Она приподнялась, взяла чашку у него из рук и с жадностью стала пить.
— Много не надо, — предостерег он, решив, что от холодной воды ее будет лихорадить еще больше. Но она выпила все до капли, сунула ему в руки чашку и легла снова — ей стало легче.
Амру искоса взглянул на нее и понял по ее подчеркнутому безразличию, как она его ненавидит. И еще он понял, что уже никакой добротой не сможет загладить свою вину перед ней. Понурив голову, он долго сидел в молчании.
— Послушай, Гаури, — вдруг сказал он. — Здесь сейчас никого нет, кроме нас с тобой, но ты не бойся. Как я ни плох, больше я тебя не обижу. Зло сделано — и ты здесь. Теперь тебе остается лишь примириться с тем, что ты принадлежишь сетху Джайраму Дасу. Мы бедны, а беднякам выбирать не приходится. Что до меня, то я не могу свернуть с пути зла — иначе я не спасу свою землю и корову твоей матери. Ведь все эти ростовщики — сущие кровопийцы. Мы же только их покорные слуги.

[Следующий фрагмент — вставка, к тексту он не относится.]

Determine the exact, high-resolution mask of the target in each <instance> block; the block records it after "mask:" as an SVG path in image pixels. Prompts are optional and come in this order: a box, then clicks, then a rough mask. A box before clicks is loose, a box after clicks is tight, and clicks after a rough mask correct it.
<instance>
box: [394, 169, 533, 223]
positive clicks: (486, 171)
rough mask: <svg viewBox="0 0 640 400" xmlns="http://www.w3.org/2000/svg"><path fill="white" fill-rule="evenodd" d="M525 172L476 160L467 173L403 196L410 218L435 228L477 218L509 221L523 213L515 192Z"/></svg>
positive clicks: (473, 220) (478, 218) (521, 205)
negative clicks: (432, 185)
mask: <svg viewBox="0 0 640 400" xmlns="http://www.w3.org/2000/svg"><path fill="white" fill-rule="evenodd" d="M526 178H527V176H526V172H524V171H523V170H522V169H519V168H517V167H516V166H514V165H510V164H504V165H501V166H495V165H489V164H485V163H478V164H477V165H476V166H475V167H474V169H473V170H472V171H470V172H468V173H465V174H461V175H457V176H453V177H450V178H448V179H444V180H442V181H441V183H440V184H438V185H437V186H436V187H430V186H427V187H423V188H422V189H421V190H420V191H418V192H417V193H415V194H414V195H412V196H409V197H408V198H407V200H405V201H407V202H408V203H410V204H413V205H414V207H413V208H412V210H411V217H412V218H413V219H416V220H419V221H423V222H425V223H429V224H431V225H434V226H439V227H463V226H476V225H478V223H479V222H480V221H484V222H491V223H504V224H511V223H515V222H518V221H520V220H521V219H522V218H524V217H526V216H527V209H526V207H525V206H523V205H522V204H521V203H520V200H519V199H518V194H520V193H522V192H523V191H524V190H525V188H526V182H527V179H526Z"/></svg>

— Хорошо, пусть так, — перебила его Гаури. — Но как могла мать продать родную дочь? Лучше бы она задушила меня при рождении, чем убивать теперь… — Голос ее звучал по-детски наивно, но в нем чувствовалось возмущение, идущее из глубины души.
— Вряд ли я сумею тебе объяснить, что я думаю о себе самом, — сказал Амру. — Я знаю, что я негодяй. Но прежде чем уйти, я должен сказать тебе, что самое большое мое преступление не в том, что я продал тебя ростовщику. Я сделал худшее — я пожертвовал своей любовью. С тех пор как ты стала взрослой девушкой, я люблю тебя. Я хотел, чтобы ты была моей, а вместо этого отдаю тебя на растерзание другим… Я дважды проклят…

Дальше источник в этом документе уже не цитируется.